0

I want to extract the substring "login attempt [b'admin'/b'admin']" from the string:

2021-05-06T00:00:15.921179Z [HoneyPotSSHTransport,1127,5.188.87.53] login attempt [b'admin'/b'admin'] succeeded.

But python returns the whole string. My code is:

import re
hand = open('cowrie.log')
outF = open("Usernames.txt", "w")
for line in hand:
    if re.findall(r'login\sattempt\s\[[a-zA-z0-9]\'[a-zA-z0-9]+\'/[a-zA-z0-9]+\'[a-zA-z0-9]+\'\]', line):
        print(line)
        outF.write(line)
        outF.write("\n")
outF.close()

Thanks in advance. This is the LINK which contains the data from which I want to extract.

Wiktor Stribiżew
  • 607,720
  • 39
  • 448
  • 563

1 Answers1

2

Your code states: if re.findall returns something, print the whole line. But you should print the return from re.findall and write that as a string.

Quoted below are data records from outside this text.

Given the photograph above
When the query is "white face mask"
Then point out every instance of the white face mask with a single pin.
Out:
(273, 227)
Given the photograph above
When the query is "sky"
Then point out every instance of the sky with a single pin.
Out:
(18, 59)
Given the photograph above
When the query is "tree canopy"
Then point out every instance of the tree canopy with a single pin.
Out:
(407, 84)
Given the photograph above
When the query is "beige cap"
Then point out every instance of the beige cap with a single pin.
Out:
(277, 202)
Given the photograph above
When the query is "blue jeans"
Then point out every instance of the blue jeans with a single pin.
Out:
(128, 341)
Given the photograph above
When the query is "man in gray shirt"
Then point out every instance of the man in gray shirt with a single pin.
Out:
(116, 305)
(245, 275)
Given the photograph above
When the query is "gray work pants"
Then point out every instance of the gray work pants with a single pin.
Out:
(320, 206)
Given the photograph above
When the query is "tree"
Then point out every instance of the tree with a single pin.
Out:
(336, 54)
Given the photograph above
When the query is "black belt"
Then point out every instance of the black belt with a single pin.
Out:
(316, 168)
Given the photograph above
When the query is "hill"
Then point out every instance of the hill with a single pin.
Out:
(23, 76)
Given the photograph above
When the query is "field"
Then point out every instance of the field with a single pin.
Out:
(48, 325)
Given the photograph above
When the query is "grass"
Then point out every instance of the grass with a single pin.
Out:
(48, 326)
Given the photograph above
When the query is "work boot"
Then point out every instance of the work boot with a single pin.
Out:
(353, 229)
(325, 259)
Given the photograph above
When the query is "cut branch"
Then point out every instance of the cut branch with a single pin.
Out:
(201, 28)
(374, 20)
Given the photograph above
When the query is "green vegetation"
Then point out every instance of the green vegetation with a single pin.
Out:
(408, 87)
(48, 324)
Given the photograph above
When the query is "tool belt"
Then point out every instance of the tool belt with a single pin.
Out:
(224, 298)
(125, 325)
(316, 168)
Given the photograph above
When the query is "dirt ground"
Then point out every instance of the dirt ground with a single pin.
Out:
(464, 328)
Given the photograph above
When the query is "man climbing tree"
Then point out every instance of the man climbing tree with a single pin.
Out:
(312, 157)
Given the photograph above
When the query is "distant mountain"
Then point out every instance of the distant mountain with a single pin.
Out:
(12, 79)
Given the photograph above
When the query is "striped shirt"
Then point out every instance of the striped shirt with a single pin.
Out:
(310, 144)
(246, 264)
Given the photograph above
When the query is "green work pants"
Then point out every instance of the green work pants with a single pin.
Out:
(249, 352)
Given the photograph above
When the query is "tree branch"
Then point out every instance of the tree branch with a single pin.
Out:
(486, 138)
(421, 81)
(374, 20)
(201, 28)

Or use re.search if you expect a single match.

Note that [A-z] matches more than [A-Za-z].

import re

hand = open('cowrie.log')
outF = open("Usernames.txt", "w")
for line in hand:
    res = re.search(r"login\sattempt\s\[[a-zA-Z0-9]'[a-zA-Z0-9]+'/[a-zA-Z0-9]+'[a-zA-Z0-9]+']", line)
    if res:
        outF.write(res.group())
        outF.write("\n")
outF.close()

Usernames.txt now contains:

login attempt [b'admin'/b'admin']
The fourth bird
  • 154,723
  • 16
  • 55
  • 70